Las preocupaciones sobre los embaucadores de Wall Street que charlan entre ellos en WhatsApp son anteriores a la pandemia y han involucrado a otras empresas además de JP Morgan. Dos operadores senior de materias primas en Morgan Stanley perdieron sus trabajos el año pasado por no dejar de usar ese tipo de comunicaciones. Es casi seguro que otros bancos se enfrenten a problemas similares.
Pero es difícil ver cómo trabajar desde casa reducirá las oportunidades de enviar mensajes de texto prohibidos a los colegas. La práctica tampoco fomentará necesariamente el cumplimiento de las leyes sobre tráfico de información privilegiada o las políticas corporativas que tienen como objetivo prevenir el hostigamiento o el acoso sexual.
Los banqueros te dirán que se embarcaron en trabajar desde casa igual que Donald Rumsfeld dijo que fue a Irak, conscientes de que existían “incógnitas conocidas” que podían socavar la misión. Sobre la marcha redoblaron sus esfuerzos para mejorar el riesgo, la auditoría y otros controles que buscan evitar desde la holgazanería hasta que los empleados fuera de la oficina robaran todo.

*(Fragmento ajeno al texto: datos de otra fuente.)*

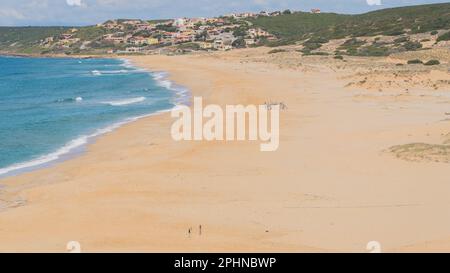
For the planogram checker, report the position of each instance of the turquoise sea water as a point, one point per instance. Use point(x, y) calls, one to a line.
point(50, 108)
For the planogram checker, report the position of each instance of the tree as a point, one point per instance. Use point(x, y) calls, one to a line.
point(239, 43)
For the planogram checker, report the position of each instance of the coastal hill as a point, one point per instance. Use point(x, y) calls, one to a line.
point(378, 33)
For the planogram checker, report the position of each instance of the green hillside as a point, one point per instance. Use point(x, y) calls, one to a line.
point(26, 39)
point(312, 30)
point(395, 21)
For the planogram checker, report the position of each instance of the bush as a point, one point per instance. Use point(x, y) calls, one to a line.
point(401, 40)
point(432, 62)
point(316, 53)
point(274, 51)
point(411, 46)
point(415, 61)
point(444, 37)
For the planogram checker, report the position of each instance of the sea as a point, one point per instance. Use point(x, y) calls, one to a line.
point(51, 108)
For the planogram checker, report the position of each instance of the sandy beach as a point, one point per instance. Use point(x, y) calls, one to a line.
point(342, 176)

Lo que no pueden decir es si lo han logrado. La esperanza abunda porque Wall Street esquivó una bala tras otra durante la pandemia y parece que los precios solo suben, pero un ejecutivo de la industria me confesó que el veredicto final sobre trabajar desde casa puede tardar años.
Esperar a que se desarrolle el proceso puede ser difícil para los directores ejecutivos de mayor edad, que encabezan los llamados a regresar a la oficina. No estoy diciendo que merezcan compasión, solo comprensión. Muchos crecieron en un Wall Street menos burocrático y más personal, donde interactuaron con sus jefes y se acostumbraron a esas relaciones.
El economista Henry Kaufman, un antiguo miembro del comité ejecutivo de Salomon Brothers, me dijo que a principios de la década de 1980, el amanecer de la revolución de Reagan, un socio de su firma se sentaría en cada gran mesa de operaciones para asegurarse de que nadie estuviera haciendo nada tonto.
Ese tipo de toque personal se desvaneció cuando empresas como Salomon se deshicieron de sus estructuras de asociación y fueron absorbidas por bancos más grandes con negocios de operaciones bursátiles computarizados de alta velocidad. Ahora, dice Kaufman, “los dueños del negocio son accionistas, que están afuera en algún lugar y son desconocidos”.
La máxima apuesta de Wall Street es que la automatización salvará el día, creando pistas de auditoría que harán que el fraude o la malversación sea más difícil de encubrir. Al acecho en segundo plano está la promesa de la tecnología blockchain y los protocolos financieros descentralizados que amenazan con eliminar por completo a los intermediarios humanos.
Es casi curioso que tantos jefes de bancos todavía quieran ver a sus empleados a los ojos. Por otra parte, tal vez sepan algo que el resto de nosotros no sabe.